Paginya, setelah shalat subuh dan sarapan roti di kamar masing-masing, kami bersama-sama berjalan kaki menuju lapangan bola. Karena UIA mengirimkan 2 tim, maka kami berpisah dan menuju lapangan masing-masing. Sembari menunggu tim lawan datang, kami melakukan pemanasan. Lima menit, 10 menit, 15 menit berlalu, dan tim lawan tak kunjung datang. Maka diputuskan kami menang 3-0 secara WO. Hal yg sama terjadi juga bagi tim A. Selepas lelah menendang dan berlari, kami  berpencar, sebagian menonton perlombaan bulu tangkis, sebagian menonton tim sepak bola UIA A yg akan bermain pertandingan kedua sesaat lagi, dan sebagian pulang ke kamar. Tim B akan bermain lagi pada pukul 2 siang. Maka aku, Tsabat, dan Firdaus memutuskan kembali ke kamar setelah meihat beberapa pertandingan bulu tangkis dimenangkan oleh tim UIA.
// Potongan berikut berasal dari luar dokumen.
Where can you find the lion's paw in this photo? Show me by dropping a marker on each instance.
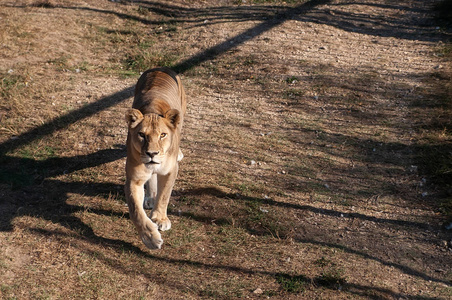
(162, 221)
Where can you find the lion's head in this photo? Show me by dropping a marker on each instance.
(153, 137)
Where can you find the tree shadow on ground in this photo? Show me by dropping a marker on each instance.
(56, 209)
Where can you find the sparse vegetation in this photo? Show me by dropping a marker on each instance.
(317, 150)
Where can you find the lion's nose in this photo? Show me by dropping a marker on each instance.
(151, 154)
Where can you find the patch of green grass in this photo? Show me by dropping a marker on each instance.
(294, 284)
(9, 84)
(332, 275)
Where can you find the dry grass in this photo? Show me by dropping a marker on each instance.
(317, 150)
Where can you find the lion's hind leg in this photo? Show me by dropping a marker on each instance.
(150, 192)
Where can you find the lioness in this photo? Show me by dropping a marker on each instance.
(155, 123)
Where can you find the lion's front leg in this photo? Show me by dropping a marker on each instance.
(147, 229)
(165, 186)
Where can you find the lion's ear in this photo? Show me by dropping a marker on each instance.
(133, 117)
(173, 116)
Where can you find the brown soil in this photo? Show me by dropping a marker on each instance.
(304, 172)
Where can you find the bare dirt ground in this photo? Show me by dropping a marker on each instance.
(311, 132)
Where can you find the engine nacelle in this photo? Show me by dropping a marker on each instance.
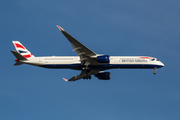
(103, 75)
(103, 59)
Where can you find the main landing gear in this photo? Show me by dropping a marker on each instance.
(154, 70)
(87, 71)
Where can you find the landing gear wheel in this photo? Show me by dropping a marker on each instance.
(154, 70)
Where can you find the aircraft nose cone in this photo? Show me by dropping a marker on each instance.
(162, 64)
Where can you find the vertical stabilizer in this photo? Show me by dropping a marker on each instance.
(22, 50)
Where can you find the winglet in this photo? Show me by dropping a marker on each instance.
(65, 79)
(60, 28)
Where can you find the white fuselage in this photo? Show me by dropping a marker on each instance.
(73, 62)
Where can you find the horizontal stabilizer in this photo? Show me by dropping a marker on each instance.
(18, 56)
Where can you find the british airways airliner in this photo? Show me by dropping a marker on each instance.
(87, 61)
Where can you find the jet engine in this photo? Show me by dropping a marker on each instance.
(103, 75)
(103, 59)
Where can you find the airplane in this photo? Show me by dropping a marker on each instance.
(87, 61)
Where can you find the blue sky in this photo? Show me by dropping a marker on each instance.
(113, 27)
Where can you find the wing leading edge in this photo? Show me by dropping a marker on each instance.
(85, 54)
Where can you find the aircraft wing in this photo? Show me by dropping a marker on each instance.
(82, 75)
(82, 51)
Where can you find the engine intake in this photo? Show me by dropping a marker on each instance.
(103, 59)
(103, 75)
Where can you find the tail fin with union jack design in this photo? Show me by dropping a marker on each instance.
(22, 50)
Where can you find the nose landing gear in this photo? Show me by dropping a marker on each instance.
(154, 70)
Kami tiba di kamar sekitar pukul 10.30. Pukul 11.00 aku dan Firdaus tertidur, Tsabat masih mandi. Aku tersadar ketika Tsabat berteriak sambil masih mengenakan handuk, "Wan, Daus, bangun! Kita maen jam 12!". Aku yg masih setengah sadar menjawab, "Kita maen jam 2 bat, tidur dulu". "Ini gua di-BBM-in sama Hafizh, jadwalnya diubah, kita dipercepat maennya!", teriak Tsabat sambil tergesa-gesa mengambil jersey yg masih dijemur. Aku bangun dan langsung menyambar jersey nomor 17 punya Pak Fuad yg kupakai. Setelah kami bertiga siap, kami bergegas bergabung dengan Ucup dan Ridho, kemudian berjalan menuju lapangan yg lumayan jauh.
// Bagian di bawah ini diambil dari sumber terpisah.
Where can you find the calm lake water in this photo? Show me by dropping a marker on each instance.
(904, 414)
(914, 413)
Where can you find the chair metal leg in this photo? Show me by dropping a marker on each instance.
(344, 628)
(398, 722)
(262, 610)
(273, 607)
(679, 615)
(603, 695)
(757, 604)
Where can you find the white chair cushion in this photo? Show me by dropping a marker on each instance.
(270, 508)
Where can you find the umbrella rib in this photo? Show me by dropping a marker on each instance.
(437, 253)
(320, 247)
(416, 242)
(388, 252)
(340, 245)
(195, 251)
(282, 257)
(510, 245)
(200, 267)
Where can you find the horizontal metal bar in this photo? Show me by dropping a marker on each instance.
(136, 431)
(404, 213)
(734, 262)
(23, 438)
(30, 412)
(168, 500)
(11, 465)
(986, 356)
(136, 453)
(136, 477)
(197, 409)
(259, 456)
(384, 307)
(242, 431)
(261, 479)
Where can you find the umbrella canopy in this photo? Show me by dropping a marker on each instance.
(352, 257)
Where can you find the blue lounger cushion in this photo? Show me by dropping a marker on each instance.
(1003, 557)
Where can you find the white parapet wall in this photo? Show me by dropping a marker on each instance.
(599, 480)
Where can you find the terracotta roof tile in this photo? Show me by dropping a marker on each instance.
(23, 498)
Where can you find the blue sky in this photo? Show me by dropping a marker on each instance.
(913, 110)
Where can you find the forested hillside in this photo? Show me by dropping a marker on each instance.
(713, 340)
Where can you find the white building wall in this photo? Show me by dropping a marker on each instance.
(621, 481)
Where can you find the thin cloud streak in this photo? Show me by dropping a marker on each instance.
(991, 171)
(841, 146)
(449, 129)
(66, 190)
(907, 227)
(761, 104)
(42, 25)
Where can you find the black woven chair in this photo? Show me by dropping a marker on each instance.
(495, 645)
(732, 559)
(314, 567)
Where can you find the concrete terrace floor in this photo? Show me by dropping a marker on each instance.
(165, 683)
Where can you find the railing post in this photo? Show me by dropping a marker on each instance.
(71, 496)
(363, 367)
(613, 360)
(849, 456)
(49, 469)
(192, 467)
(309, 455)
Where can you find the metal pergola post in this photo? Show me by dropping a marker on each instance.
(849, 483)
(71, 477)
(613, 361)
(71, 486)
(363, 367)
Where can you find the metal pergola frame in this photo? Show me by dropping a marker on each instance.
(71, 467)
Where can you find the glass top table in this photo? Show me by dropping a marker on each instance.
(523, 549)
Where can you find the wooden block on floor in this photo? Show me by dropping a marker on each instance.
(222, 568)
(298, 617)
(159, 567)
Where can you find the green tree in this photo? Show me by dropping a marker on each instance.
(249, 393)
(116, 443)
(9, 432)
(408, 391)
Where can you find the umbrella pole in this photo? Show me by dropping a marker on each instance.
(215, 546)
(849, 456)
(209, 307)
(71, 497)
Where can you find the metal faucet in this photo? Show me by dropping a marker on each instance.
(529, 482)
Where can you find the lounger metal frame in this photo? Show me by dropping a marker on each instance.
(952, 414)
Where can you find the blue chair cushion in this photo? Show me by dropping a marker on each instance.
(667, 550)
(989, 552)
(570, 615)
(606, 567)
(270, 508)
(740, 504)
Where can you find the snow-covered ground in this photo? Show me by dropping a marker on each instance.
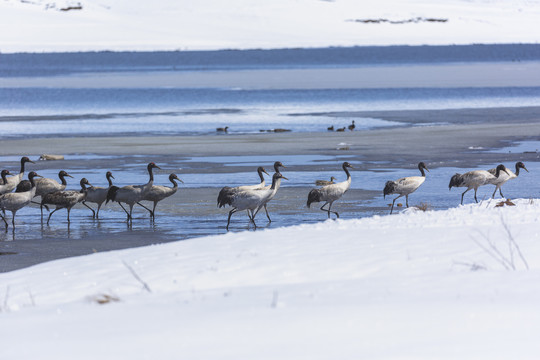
(455, 284)
(67, 25)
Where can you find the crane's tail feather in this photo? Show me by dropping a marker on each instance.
(23, 186)
(111, 194)
(313, 196)
(389, 188)
(456, 180)
(225, 196)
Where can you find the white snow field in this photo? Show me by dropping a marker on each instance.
(456, 284)
(66, 25)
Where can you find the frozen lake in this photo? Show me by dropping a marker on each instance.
(193, 93)
(144, 94)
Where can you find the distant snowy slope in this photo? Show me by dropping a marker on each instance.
(455, 284)
(66, 25)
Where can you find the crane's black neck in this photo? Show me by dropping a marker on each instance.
(23, 161)
(517, 169)
(260, 171)
(150, 173)
(83, 185)
(32, 182)
(172, 179)
(109, 176)
(276, 181)
(346, 172)
(62, 177)
(4, 174)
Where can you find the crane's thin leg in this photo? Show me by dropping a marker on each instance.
(5, 222)
(93, 212)
(229, 219)
(154, 211)
(328, 210)
(50, 216)
(393, 202)
(131, 212)
(335, 212)
(150, 211)
(267, 215)
(323, 209)
(122, 206)
(464, 195)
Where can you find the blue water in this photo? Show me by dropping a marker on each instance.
(50, 109)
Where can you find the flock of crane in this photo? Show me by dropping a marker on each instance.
(16, 193)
Siang itu, pukul 12.30. Matahari benar-benar berasa di atas ubun-ubun. Pertandingan melawan Sunway Nautica akan dimulai sebentar lagi, dan tim kami masih mengumpulkan pemain. Pemain yg sudah hadir sibuk menelepon yg belum sampai, tak ada penonton, tak ada supporter, tak ada manajer, karena disaat yg sama tim A juga sedang bertanding. Akhirnya kami bermain seadanya. Di bawah mistar gawang, pak Arif. Barisan pertahanan; aku, Tsabat, Afriyan dan Ucup. Tengah; Bang Fahmi, Sham, Firdaus, dan Syauzi. Depan; Pak Torres dan Hafizh. Ada perasaan tertekan yg kami rasakan, karena bagi sebagian kami ini adalah pertandingan resmi kami yg pertama bersama tim B. Rasa tertekan ini membawa gugup dan grogi hingga akhirnya kami bermain diam, pasif, dan sering berbuat kesalahan di babak pertama. Beberapa kali aku, Tsabat, Afriyan dan Ucup harus saling bertukar posisi menghadapi striker lawan yg mengandalkan umpan terobosan yg mematikan. Sebaliknya, kami hanya mampu melakukan dua atau tiga kali serangan, dan sisanya harus gugur dengan offside trap rapi yg tim lawan pertunjukkan. Beberapa menit sebelum babak pertama berakhir, tim lawan menyerang dari kanan, Ucup menghadang, bola dioper terobosan kepada pemain lawan, Tsabat maju menghadang, pembawa bola memutuskan untuk crossing ke tengah. Aku yg di tengah langung membuang bola ke arah depan. Bola keluar kotak pinalti, tapi jatuh ke kaki Jon, playmaker tim lawan. Tanpa membuang kesempatan, ia menendang bola agak sedikit tinggi. Bola ditepis Pak Arif, mengenai tiang atas, memantul ke bawah, memantul sekali lagi ke tiang atas, jatuh ke bawah dan berputar ke belakang melewati garis gawang. Gol. Kami kebobolan, 1-0 untuk Sunway sampai peluit akhir babak pertama berbunyi.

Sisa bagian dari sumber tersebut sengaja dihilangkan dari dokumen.